My “in” into New York was through a hairdresser friend, Nancy Cohen, who lived in Paris when we did. She was part of our larger tribe. Nancy had a friend called Rondi Cooler who worked at Avenue magazie. As I had spent my year in Paris working at Passion magazine, a giant-sized (1980s) bi monthly glossy in English, all about doings in the city of lights, owned and run by Canadian, Robert Sarner. Rondi got me a job at Avenue—actually I was an editorial assistant at On The Avenue, their glossy tabloid publication, which came out weekly and was super fun and cheeky, taking the piss out of the 10022 crowd, while catering to them all at once. I wrote stories on themes like are Ed Koch and Cardinal O’Connor compatible, employing an astrologer, a hand-writing analyst and a numerologist, or something, to bring the “facts” to light. I also covered parties with great photographers like Mary Hilliard or Eric Weiss in tow (or rather they were towing me).
I was supposed to cover the young uptown set, the junior leage, if you will. Meanwhile I was far more downtown in my character, my wardrobe getting me into trouble on occasion, and with a longing, still, for Le Palace and Castel and Le Flashback in Paris, I was drawn to what was still a vibrant though changing club world in New York.
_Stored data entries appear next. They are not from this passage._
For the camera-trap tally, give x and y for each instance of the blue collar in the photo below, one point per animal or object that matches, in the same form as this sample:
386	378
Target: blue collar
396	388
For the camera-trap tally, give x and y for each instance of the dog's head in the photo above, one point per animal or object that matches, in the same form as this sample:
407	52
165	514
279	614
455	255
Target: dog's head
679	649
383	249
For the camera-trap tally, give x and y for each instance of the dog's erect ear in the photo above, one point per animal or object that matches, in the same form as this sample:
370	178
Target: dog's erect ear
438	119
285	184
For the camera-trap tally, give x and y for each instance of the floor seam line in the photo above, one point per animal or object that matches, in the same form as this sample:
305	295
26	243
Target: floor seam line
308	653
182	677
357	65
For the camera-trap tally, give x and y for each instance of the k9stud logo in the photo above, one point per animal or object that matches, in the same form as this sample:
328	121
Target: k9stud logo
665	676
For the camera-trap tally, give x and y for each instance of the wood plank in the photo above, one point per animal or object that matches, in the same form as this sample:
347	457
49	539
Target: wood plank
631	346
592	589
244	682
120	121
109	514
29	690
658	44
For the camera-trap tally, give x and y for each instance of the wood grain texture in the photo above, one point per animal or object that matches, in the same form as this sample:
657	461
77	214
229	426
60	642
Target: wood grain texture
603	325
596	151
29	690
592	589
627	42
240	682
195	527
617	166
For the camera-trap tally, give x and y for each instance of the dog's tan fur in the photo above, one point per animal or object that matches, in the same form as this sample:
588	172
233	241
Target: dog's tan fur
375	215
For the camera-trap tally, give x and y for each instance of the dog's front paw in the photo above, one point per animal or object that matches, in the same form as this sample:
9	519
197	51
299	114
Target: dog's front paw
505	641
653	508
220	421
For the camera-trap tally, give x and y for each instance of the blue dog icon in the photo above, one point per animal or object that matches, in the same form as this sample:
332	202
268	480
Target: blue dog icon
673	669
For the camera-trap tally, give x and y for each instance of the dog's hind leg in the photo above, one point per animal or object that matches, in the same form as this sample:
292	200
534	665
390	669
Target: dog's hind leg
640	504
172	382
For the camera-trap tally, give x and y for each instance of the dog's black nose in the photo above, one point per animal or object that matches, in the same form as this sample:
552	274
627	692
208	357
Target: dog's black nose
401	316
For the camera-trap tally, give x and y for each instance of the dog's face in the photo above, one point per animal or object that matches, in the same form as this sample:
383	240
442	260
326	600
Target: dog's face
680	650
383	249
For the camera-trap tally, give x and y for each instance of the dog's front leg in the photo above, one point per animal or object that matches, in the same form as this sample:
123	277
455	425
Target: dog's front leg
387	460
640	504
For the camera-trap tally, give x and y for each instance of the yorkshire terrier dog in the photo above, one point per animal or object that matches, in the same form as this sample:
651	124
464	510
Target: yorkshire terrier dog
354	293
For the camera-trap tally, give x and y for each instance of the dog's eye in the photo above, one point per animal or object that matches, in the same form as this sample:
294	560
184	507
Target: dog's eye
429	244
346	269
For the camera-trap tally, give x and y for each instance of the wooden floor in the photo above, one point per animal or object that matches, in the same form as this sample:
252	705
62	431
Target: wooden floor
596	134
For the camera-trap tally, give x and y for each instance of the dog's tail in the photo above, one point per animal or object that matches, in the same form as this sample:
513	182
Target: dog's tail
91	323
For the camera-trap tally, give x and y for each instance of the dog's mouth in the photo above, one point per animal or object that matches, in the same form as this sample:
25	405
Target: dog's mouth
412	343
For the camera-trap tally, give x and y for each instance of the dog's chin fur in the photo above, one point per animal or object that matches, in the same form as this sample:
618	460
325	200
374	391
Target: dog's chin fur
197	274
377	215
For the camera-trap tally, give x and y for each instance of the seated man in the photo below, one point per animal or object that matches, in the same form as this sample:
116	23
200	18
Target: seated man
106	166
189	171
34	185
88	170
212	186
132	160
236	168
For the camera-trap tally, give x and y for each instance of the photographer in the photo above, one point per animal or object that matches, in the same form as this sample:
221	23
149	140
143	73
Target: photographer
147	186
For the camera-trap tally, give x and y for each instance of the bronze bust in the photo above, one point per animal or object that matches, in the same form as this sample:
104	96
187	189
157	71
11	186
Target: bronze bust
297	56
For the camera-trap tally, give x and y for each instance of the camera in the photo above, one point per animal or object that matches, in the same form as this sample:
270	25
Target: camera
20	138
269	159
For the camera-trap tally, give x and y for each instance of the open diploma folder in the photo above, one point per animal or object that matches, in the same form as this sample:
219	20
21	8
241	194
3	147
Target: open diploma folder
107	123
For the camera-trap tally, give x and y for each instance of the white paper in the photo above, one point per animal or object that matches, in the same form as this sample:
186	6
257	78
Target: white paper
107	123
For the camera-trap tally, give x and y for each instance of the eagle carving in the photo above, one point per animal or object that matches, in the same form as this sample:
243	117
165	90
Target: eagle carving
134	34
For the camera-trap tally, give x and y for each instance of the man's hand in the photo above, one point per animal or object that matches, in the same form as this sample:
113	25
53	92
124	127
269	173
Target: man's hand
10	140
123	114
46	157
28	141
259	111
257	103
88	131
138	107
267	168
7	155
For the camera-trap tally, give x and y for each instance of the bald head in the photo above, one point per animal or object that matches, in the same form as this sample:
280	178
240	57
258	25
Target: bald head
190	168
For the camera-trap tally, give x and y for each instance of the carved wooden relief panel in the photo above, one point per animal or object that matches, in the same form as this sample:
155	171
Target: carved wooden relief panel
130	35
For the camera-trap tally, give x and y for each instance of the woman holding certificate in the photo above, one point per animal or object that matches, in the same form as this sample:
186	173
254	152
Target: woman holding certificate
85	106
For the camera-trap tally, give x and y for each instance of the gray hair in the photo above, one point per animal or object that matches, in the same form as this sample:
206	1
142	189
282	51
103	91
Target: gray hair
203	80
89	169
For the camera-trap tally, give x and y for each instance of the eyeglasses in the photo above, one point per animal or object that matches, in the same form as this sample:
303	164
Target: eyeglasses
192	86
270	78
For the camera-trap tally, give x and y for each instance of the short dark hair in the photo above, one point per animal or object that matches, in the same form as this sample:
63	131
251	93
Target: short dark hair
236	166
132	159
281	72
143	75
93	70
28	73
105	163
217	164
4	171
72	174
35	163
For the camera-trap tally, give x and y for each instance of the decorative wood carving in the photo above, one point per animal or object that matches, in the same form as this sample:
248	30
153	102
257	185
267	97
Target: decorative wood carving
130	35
A flyer came across my desk for a party for a new magazine starting up downtown called DV8* (with an asterisk as Wallpaper* would later adopt—I worked there later too, lol). Nobody at the magazine, including its editor and utlmately our dearest of friends who left us too early, could edit. I stepped in to do the actual work of turning stories handed to me, I’m not kidding, on toilet paper scribbled on in the middle of the night in a stall of some club, no doubt; gibberish from which I had to make complete sentences, paragraphs, pieces onto which I would impose some made up point of view. You didn’t email with the writer.
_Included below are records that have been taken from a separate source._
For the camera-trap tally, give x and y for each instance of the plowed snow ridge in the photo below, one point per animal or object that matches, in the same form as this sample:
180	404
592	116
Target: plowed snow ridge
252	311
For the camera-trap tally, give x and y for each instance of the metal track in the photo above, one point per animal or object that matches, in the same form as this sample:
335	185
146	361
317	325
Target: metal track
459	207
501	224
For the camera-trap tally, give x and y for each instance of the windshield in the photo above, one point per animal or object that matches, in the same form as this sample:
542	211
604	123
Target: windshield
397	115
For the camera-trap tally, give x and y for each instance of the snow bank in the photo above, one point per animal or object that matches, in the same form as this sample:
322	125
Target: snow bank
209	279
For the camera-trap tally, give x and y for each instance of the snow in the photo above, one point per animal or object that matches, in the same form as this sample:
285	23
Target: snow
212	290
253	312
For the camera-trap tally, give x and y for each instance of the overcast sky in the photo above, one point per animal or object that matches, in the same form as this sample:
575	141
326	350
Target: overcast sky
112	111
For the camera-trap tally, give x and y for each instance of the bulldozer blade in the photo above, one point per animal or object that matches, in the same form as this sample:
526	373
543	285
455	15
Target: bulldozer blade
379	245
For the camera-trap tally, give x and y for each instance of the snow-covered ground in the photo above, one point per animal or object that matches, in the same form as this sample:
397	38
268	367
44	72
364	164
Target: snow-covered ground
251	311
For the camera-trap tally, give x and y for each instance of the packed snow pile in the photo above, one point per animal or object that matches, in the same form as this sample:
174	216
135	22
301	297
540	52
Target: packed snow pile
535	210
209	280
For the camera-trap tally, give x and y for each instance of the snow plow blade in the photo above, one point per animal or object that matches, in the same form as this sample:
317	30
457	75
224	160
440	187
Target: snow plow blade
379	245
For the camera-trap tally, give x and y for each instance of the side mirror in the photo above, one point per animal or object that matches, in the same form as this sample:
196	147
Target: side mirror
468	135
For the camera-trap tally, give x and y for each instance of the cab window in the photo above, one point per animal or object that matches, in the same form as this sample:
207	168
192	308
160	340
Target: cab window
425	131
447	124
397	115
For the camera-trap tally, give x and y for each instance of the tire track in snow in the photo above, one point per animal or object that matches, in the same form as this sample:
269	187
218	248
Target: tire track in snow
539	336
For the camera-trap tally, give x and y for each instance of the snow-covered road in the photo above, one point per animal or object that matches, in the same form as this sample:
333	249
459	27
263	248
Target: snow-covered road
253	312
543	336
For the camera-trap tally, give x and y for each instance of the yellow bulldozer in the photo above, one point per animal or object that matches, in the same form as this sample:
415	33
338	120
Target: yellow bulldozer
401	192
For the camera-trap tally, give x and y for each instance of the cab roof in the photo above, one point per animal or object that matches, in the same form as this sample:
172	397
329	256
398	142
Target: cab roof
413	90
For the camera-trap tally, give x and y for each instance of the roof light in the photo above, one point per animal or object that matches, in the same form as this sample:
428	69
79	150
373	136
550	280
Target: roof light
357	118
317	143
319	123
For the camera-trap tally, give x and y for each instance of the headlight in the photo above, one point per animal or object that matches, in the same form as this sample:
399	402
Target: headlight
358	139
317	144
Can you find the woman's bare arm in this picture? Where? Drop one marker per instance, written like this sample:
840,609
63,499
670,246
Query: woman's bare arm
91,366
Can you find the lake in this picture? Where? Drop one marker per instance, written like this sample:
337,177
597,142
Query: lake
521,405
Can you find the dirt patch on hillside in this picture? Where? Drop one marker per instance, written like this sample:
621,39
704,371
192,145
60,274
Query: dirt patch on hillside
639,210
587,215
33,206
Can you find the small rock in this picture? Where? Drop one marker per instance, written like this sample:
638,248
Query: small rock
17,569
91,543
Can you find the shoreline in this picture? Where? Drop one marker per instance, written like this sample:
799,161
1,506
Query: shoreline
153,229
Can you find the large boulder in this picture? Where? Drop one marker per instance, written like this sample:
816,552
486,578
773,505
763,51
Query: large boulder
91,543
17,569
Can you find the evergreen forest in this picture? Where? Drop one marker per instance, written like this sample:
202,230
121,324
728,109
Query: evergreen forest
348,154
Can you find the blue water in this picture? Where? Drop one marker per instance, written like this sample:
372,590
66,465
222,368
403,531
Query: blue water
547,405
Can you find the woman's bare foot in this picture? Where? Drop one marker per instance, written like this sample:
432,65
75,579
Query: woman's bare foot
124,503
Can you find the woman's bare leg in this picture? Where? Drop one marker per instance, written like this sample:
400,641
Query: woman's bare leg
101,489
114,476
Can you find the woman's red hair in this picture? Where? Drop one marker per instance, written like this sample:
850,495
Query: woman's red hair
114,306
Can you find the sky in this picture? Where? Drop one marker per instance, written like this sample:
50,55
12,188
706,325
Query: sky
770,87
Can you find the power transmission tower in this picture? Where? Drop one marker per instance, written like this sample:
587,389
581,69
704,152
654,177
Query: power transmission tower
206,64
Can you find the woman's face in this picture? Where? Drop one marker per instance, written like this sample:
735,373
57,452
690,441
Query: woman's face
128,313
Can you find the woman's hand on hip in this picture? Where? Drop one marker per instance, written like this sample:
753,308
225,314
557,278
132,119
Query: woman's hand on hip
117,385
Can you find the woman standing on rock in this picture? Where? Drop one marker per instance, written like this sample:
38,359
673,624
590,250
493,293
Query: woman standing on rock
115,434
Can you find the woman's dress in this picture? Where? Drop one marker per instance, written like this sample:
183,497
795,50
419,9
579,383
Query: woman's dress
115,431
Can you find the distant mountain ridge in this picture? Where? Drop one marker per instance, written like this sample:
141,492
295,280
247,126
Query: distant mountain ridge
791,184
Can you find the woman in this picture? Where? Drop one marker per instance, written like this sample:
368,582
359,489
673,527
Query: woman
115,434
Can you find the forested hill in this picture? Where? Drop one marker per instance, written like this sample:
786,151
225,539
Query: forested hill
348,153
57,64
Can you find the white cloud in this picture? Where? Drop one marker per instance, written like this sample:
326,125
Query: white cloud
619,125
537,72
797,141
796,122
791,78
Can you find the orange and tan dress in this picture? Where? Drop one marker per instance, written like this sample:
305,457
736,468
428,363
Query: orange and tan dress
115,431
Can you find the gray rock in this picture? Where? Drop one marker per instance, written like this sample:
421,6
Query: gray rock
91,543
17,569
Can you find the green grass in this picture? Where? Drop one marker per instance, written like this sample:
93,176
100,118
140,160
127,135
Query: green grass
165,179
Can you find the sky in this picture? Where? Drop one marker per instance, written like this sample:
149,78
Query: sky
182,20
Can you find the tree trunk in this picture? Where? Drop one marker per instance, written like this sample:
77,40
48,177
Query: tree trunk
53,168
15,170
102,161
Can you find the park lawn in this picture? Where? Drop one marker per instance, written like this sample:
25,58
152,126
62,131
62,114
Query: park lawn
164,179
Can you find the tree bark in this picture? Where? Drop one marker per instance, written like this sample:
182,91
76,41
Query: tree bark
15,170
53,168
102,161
Only Laurie and Peter and Jonathan had computers. I would go to Laurie’s Hell’s Kitchen apartment during the day while she was at work, and race against time before my allergies to her cats sent me running from the old tenement, working as fast as I could on her tiny Mac SE30, to bascially shape scratchings on crumbled bits of paper into something sensical. And there were a handful of writers, like Musto, who handed in ready made copy. It was an incubator for talent though we didn’t know it at the time, really. Nobody thought in those terms. But, for instance, David LaChapelle’s first magazine cover was DV8*.